As with e-mail, the messages would be permission-based and would allow, for instance, a sports team to send out voice messages from its star player, or a retailer to send a text message about a last-minute sale.

Capital challenge

Building a technology and customer service infrastructure to handle those capabilities isn't cheap. ExactTarget's founders started their company the old-fashioned way–hitting up friends and family members to invest–but soon found themselves needing more capital.

Compton, now based in Memphis, was one of the first outside investors. He put in about $750,000, plus made a $250,000 loan, making him its largest individual investor.

Dorsey's and Baggott's leadership was what drew him to the then-fledgling firm, Compton said, and was also key in drawing a $10.5 million investment from New York-based Insight Venture Partners in 2004.

The company also has twice snagged economic development incentives. ExactTarget received $1.1 million in state and local incentives for its 2005 expansion, and this spring received up to another $2.2 million to help fuel its latest round of growth.

Economic development officials became familiar with ExactTarget shortly after its founding, said Jeb Conrad, executive director of Indianapolis Economic Development Inc. The group helped ExactTarget find its first downtown office space and was so impressed with the company's product that it became a customer, Conrad said.

More important for the city, however, ExactTarget is something of a technological ambassador for Indianapolis, he said.

"That type of business is so impactful," Conrad said. "Their customer list is a who's who of the corporate world. It's the kind of company we really want to see. The fact that it's downtown is a bonus."

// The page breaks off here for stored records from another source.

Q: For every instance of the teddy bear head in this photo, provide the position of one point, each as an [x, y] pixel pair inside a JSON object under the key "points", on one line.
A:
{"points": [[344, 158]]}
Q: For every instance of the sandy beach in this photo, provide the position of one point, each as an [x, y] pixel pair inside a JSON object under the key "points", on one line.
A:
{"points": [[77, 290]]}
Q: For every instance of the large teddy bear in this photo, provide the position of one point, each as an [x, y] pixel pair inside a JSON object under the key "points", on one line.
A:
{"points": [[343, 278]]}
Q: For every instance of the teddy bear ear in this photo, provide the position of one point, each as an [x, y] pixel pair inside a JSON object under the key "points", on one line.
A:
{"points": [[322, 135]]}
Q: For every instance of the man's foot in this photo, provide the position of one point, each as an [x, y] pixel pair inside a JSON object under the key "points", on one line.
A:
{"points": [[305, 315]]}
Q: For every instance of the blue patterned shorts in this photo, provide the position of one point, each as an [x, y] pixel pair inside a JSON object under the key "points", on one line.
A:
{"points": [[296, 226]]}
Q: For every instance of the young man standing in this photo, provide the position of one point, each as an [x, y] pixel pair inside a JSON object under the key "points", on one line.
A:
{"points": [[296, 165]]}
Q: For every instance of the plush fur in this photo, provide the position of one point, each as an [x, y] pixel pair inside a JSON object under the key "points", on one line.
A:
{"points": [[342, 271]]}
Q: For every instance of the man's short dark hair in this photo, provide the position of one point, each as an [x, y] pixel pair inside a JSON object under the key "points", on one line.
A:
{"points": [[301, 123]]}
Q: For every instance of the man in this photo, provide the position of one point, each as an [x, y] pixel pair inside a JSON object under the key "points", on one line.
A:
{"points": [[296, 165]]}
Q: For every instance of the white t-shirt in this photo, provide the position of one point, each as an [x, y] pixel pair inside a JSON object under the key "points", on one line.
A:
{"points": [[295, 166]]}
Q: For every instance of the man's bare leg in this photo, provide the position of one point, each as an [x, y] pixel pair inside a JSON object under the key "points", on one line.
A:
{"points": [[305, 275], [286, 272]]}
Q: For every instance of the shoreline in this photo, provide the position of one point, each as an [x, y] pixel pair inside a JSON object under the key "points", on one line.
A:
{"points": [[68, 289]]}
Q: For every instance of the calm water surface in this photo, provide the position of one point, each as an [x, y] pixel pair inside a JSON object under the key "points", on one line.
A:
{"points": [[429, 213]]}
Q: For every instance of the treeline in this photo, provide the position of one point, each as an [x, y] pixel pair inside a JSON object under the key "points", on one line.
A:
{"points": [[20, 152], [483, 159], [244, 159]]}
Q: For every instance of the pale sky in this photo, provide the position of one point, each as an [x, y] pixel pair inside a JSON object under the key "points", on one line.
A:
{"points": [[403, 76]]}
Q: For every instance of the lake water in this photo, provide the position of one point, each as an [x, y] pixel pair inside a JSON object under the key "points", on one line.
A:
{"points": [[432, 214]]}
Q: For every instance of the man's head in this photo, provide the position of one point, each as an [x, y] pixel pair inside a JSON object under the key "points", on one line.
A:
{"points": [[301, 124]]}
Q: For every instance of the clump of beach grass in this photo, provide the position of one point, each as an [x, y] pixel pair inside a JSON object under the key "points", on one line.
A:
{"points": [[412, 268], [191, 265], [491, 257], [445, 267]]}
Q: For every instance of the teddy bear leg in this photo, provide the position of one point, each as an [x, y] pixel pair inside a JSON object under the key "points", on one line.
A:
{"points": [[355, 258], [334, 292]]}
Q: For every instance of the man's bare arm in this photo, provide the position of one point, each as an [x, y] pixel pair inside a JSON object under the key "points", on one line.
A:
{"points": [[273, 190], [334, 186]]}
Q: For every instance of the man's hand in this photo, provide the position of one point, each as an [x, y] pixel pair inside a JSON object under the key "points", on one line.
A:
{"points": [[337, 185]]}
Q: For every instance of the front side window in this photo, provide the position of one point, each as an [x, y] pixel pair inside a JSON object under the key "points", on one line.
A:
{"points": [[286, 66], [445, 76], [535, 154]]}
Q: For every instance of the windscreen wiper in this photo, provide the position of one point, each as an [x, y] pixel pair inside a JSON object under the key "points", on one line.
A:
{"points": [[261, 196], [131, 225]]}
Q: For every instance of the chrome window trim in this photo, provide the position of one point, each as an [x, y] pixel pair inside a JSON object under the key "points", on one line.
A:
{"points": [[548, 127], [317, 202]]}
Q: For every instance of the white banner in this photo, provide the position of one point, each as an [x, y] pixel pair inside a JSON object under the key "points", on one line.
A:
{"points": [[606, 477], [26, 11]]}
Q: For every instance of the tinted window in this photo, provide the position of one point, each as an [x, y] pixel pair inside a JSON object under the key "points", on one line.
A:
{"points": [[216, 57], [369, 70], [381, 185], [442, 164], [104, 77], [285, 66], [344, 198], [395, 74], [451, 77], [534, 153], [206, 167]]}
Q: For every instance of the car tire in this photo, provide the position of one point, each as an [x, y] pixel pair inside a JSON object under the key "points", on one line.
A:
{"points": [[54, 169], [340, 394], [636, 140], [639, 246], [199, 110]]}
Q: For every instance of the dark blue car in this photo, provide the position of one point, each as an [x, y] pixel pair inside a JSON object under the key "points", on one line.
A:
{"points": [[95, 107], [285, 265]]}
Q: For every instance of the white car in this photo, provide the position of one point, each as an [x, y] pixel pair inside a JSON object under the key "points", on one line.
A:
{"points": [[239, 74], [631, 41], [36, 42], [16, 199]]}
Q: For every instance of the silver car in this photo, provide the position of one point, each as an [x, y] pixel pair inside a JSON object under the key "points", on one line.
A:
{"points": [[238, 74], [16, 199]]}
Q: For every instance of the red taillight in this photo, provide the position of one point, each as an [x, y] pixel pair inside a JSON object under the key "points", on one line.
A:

The company could take on an even higher profile if it launches an initial public offering–a topic of widespread speculation in the technology community. Dorsey doesn't exactly dismiss the idea, saying that "we are funding expansion from our existing cash flow. We continue to evaluate additional funding sources."

ExactTarget might have had an easier time raising existing capital if it were on one of the coasts, but its heartland location and its lean, but profitable, balance sheet have worked to the company's advantage, Dorsey said.

"Clients want to work with companies they know are going to be around a while," he said.

So far, the vast majority of those clients are in the United States. But Dorsey sees huge untapped potential in foreign markets. The company already has resellers working in Great Britain and Australia.

"The total market opportunity is enormous," he said. "Every enterprise is a candidate for our software."